Pentest Blog: Sehen Sie eine Möglichkeit, dem beizukommen?

Sebastian Schreiber: Beizukommen ist dem am ehesten durch Prävention, z. B. durch den Einsatz hochwertiger Software. Außerdem sollte man von vornherein Prinzipien der Separation durchsetzen, um zu vermeiden, dass man überhaupt in die Bredouille kommt. Neben Netzwerksegmentierung sind auch Restriktionen bei den Rechten sehr wichtig. Ziel ist, dass das Gesamtkonstrukt möglichst robust ist. Es geht darum, sowohl die Eintrittswahrscheinlichkeit zu minimieren als auch den möglichen Schaden, wenn die Bredouille tatsächlich unabwendbar ist. Ein Beispiel: Nehmen wir an, ein Unternehmen hat Daten in einer Cloud und diese Cloud funktioniert zu einem bestimmten Zeitpunkt nicht zuverlässig. Dann wäre es natürlich hilfreich, wenn es eine Backup-Cloud gäbe oder zumindest die Möglichkeit, die Daten schnell auf eine andere Cloud-Plattform zu ziehen.

Pentest Blog: Die von der sog.

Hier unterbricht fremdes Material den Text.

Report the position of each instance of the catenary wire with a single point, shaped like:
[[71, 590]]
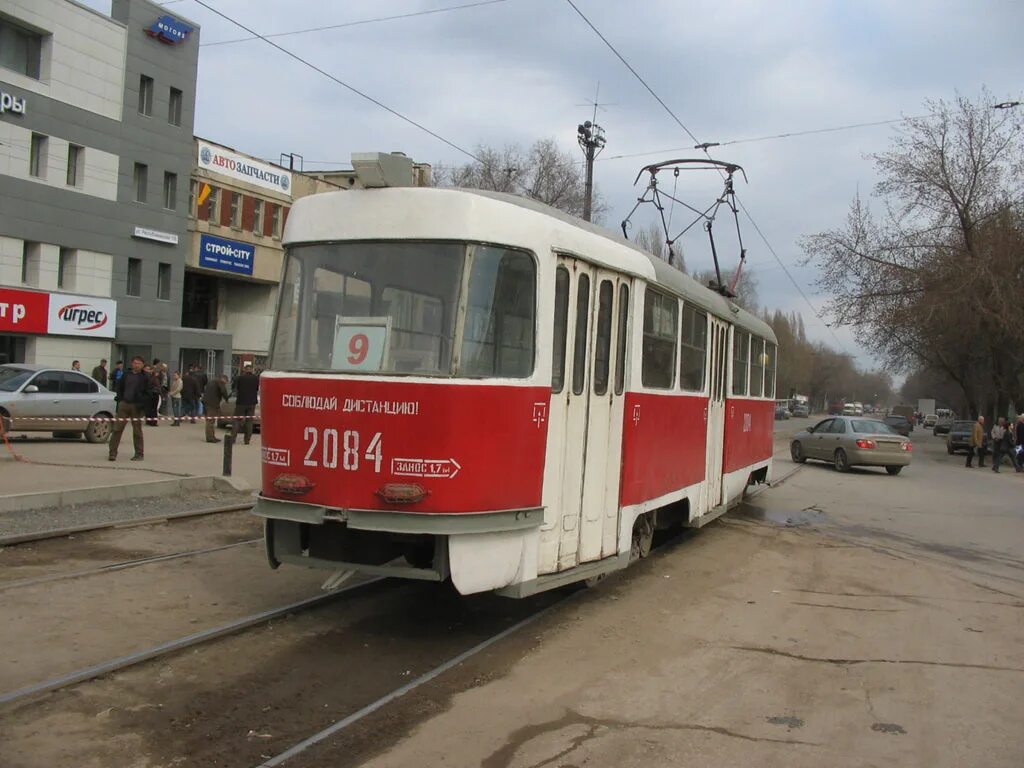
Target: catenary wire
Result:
[[768, 138], [697, 141], [342, 83], [430, 11]]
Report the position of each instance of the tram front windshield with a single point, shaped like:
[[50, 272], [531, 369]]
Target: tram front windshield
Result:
[[428, 308]]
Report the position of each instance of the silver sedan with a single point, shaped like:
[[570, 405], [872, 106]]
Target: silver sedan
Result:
[[853, 440]]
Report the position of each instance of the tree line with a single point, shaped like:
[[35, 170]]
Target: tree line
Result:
[[930, 271]]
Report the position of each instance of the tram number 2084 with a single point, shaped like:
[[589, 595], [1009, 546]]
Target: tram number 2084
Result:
[[326, 446]]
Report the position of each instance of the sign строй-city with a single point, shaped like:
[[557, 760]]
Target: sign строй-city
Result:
[[56, 313], [226, 255], [220, 161]]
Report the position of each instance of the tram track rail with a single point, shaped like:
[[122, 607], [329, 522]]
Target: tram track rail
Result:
[[173, 646], [17, 539], [123, 565]]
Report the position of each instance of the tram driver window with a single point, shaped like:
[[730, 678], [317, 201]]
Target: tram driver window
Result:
[[740, 359], [769, 370], [498, 339], [660, 314], [757, 368], [693, 349]]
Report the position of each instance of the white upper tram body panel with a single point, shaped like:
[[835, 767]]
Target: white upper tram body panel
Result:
[[474, 215]]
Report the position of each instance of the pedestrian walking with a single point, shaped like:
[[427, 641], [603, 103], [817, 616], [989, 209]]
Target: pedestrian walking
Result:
[[213, 395], [99, 373], [247, 389], [132, 394], [153, 404], [998, 442], [174, 393], [977, 442], [190, 394]]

Hafnium-Gruppe im Frühjahr 2021 ausgenutzte Schwachstelle in Microsoft Exchange Servern und die Rückkehr der Schadsoftware "Emotet" zogen laut dem BSI eine Zunahme von Angriffen per E-Mail nach sich. Können Sie das aus Ihrer Praxis bestätigen?

Sebastian Schreiber: Ja, das kann ich. Dass "Emotet" wiederkommt, haben wir vorhergesagt. Dass Täter in der Lage sind, ihre Systeme neu zu starten, dass Täter Backups machen können, dass Täter redundant arbeiten können, ist für mich schon vorher sehr naheliegend gewesen. Denn ein Angriff ist ja eher eine Idee, ein Konzept, und das kann man so einfach nicht zerschlagen.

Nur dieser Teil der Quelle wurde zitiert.